You Look Your Age. Great.


By Karen and Erica

In 1972, Susan Sontag wrote an essay, The Double Standard of Aging,” in which she remarked that “in an era in which people actually live longer and longer, what now amounts to two thirds of everyone’s life is shadowed by a poignant apprehension of unremitting loss.” Loss of youth, that is.

Why would that be? Because from the beginning women get a use-by date. We got the message—women are valuable when they are young and beautiful and can bear children, and then they are no longer much of anything. Logically, therefore, women became a target market for anti-aging products. Even at the tender age of 21.

For a while the use of the term came under attack when Allure Magazine, Italian Vogue, Madonna, Lauren Hutton, Helen Mirren, and Diane von Furstenberg, among others, refused to use the term. But code words like bright or translucent replaced the anti-aging trope, and we were back where we started.

Does this make any sense in 2023? No. The way people think about the link between beauty and age is stuck in a time when women were seen as having only one function on this planet. That time is over. Women who have lived long lives, who have learned all kinds of things, are beautiful, their beauty enhanced by life. Do we look dewey and fresh, waiting for life to open up for us?

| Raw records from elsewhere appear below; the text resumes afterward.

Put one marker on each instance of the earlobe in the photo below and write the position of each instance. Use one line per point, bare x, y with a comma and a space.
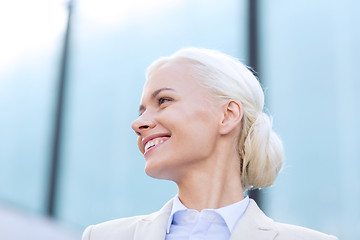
232, 115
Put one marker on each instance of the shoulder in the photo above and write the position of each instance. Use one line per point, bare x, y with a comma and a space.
124, 227
255, 223
288, 231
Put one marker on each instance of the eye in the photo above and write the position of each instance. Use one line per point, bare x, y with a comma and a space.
164, 100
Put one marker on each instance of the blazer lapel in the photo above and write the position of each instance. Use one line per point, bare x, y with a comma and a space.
254, 225
153, 226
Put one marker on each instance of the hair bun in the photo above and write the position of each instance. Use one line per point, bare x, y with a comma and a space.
262, 154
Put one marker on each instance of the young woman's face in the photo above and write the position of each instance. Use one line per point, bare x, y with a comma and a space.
178, 123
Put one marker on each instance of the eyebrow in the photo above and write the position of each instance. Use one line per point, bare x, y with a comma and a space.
154, 94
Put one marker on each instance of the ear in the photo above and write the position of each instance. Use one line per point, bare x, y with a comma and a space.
232, 115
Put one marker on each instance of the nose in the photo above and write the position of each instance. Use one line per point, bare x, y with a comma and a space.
142, 123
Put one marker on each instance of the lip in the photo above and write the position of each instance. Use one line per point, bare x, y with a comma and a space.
151, 137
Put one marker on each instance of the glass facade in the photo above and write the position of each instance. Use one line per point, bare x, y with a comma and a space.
308, 58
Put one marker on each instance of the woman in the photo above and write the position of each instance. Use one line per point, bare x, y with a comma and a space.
202, 125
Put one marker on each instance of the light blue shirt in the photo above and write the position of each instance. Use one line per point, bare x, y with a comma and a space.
209, 224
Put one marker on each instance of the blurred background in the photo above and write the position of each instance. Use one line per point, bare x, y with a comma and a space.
71, 76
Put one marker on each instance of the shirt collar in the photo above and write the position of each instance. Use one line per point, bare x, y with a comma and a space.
231, 213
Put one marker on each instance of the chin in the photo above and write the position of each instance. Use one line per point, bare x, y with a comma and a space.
158, 172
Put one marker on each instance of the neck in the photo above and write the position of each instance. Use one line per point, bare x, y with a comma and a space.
215, 185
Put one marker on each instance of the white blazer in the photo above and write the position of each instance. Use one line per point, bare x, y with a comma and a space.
253, 225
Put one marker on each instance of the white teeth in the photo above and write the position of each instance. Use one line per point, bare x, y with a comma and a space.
153, 143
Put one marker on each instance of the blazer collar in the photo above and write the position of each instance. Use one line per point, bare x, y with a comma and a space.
153, 226
254, 224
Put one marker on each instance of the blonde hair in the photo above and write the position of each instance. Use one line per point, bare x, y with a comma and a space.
260, 149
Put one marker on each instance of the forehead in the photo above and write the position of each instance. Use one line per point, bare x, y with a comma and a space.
177, 75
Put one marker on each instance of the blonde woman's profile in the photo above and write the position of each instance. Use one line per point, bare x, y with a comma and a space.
201, 125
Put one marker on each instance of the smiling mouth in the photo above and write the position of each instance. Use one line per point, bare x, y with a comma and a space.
154, 143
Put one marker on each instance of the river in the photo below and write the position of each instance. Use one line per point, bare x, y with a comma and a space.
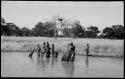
18, 64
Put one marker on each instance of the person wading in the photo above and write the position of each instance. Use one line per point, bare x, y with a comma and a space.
38, 50
54, 53
44, 48
72, 52
87, 49
48, 50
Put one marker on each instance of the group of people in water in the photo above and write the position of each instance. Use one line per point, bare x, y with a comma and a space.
45, 50
50, 51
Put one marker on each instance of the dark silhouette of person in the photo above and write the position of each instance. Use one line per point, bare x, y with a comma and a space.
53, 49
38, 50
87, 49
31, 53
44, 48
48, 50
72, 52
70, 55
54, 53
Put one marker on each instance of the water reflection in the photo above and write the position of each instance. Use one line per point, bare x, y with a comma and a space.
42, 63
68, 68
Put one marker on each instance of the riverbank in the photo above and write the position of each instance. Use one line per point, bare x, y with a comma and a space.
98, 47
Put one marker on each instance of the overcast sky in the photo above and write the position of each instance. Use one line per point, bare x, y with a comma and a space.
29, 13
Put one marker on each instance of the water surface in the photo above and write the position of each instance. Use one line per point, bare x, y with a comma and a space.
18, 64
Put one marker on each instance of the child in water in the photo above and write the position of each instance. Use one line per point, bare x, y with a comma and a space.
44, 48
87, 49
54, 53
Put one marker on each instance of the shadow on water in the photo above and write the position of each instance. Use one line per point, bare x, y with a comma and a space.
68, 68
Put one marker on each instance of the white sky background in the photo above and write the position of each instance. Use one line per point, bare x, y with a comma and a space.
29, 13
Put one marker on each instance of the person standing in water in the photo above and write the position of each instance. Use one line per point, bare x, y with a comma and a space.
72, 52
44, 48
48, 50
54, 53
38, 50
87, 49
53, 49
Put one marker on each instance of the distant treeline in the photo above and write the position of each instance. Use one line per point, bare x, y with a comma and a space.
76, 30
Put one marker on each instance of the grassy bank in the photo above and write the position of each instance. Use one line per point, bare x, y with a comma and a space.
98, 47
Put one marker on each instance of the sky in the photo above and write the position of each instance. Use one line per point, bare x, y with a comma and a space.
29, 13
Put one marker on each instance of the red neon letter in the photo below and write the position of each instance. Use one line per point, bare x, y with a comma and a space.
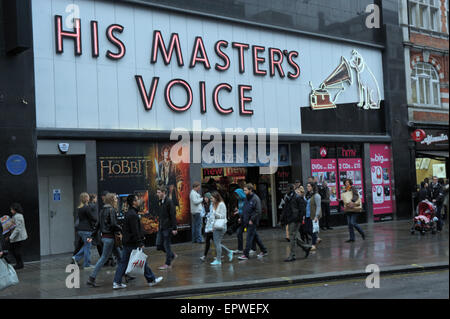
244, 99
241, 47
257, 60
158, 43
216, 103
276, 63
169, 102
94, 39
294, 65
60, 34
115, 41
223, 56
146, 99
203, 58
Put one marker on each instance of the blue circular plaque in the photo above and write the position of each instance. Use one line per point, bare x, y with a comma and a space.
16, 164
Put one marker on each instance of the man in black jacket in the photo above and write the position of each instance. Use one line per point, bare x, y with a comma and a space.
293, 212
251, 217
132, 239
167, 225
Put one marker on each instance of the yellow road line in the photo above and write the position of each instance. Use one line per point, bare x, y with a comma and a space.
330, 283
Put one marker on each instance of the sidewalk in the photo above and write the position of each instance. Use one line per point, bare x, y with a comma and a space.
389, 245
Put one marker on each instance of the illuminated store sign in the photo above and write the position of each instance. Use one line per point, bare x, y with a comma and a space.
280, 63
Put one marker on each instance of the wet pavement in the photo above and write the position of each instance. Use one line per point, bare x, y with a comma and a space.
388, 244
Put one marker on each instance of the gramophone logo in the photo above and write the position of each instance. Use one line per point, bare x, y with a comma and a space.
368, 89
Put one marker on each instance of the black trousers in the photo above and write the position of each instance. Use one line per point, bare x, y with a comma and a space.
325, 215
16, 251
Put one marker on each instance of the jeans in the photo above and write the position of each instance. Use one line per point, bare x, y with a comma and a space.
123, 264
208, 238
294, 235
163, 243
240, 236
108, 246
85, 250
196, 228
252, 235
351, 219
218, 235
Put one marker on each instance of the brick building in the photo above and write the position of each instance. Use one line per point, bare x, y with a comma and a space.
425, 39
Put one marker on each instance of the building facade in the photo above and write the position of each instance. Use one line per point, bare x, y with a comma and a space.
425, 36
124, 96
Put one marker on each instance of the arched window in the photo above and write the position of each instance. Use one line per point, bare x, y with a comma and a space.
425, 85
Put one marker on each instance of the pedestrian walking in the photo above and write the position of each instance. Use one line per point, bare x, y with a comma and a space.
251, 217
196, 208
132, 239
105, 229
167, 226
18, 234
86, 224
293, 212
219, 210
313, 212
209, 215
324, 193
352, 207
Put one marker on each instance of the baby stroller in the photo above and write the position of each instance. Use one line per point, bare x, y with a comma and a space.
425, 220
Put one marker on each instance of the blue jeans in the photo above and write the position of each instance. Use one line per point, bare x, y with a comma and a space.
163, 243
123, 264
252, 235
108, 246
351, 219
85, 251
196, 228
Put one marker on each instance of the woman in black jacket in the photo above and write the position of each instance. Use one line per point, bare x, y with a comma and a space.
106, 227
86, 224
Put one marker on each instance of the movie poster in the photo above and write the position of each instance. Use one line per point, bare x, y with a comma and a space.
138, 168
351, 168
325, 170
381, 172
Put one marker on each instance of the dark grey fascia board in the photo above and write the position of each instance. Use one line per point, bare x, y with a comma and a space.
147, 135
251, 23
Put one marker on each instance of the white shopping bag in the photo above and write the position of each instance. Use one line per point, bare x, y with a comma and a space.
8, 276
316, 227
137, 262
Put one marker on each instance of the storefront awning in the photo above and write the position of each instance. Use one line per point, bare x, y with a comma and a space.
434, 153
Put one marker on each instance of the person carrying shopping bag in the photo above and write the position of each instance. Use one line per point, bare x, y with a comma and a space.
219, 211
132, 239
18, 235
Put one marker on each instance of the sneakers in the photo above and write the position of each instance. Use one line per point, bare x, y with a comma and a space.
119, 286
165, 267
216, 262
155, 281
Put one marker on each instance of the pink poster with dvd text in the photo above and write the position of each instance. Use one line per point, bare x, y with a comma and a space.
351, 168
325, 170
381, 172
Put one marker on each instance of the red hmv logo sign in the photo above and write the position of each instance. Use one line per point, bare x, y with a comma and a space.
273, 62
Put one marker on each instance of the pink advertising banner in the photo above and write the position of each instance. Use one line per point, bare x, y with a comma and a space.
326, 170
381, 172
351, 168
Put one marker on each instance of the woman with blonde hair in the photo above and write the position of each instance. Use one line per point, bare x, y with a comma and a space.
86, 224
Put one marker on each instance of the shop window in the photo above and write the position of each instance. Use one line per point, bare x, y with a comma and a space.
425, 85
424, 14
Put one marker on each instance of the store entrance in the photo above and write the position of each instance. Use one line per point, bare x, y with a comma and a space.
227, 179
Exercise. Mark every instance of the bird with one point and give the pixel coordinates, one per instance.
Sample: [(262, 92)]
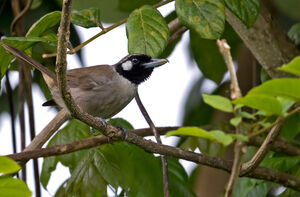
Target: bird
[(102, 90)]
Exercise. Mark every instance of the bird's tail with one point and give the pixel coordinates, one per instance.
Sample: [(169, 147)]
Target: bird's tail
[(24, 57)]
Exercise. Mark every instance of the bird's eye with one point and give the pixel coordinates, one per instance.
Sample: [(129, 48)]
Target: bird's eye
[(135, 61)]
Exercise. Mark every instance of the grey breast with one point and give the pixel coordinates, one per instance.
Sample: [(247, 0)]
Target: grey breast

No. Do we look elegant and powerful, in control of our lives? Yes. Who wouldn’t want that? And by the way, age is not just a number. Age is a marker of accomplishment.

Of course, we take care of ourselves. We use whatever products make us look healthy and strong. We are all about image, after all. But goods and services that make you gorgeous have nothing to do with anti-aging. They are pro-aging. People like us—women who are active and engaged, having built on our long careers—look our age, and our age looks just great. We plan to keep it that way.

There is only one real anti-aging route, and most of us do not want to use it. Otherwise, if you are lucky, you will age. It will be obvious. You will start to glow, reflecting the piling on of years of life. You will know a lot, and that will show, for sure. You will throw caution to the winds. You will become friends with people you never would have met before. You will do things you would have been scared to do when you were younger, like traveling alone to an exotic country. You will start a business—for retired career women. You will wear red, even though people told you not to, and you will wear red with purple. And, yes, your face and body will look like the layered and luminous person you are. You have earned your cool and the right to flaunt it.

So get out there and let them see what 60, 70, 80, 90 looks like. Make them envious!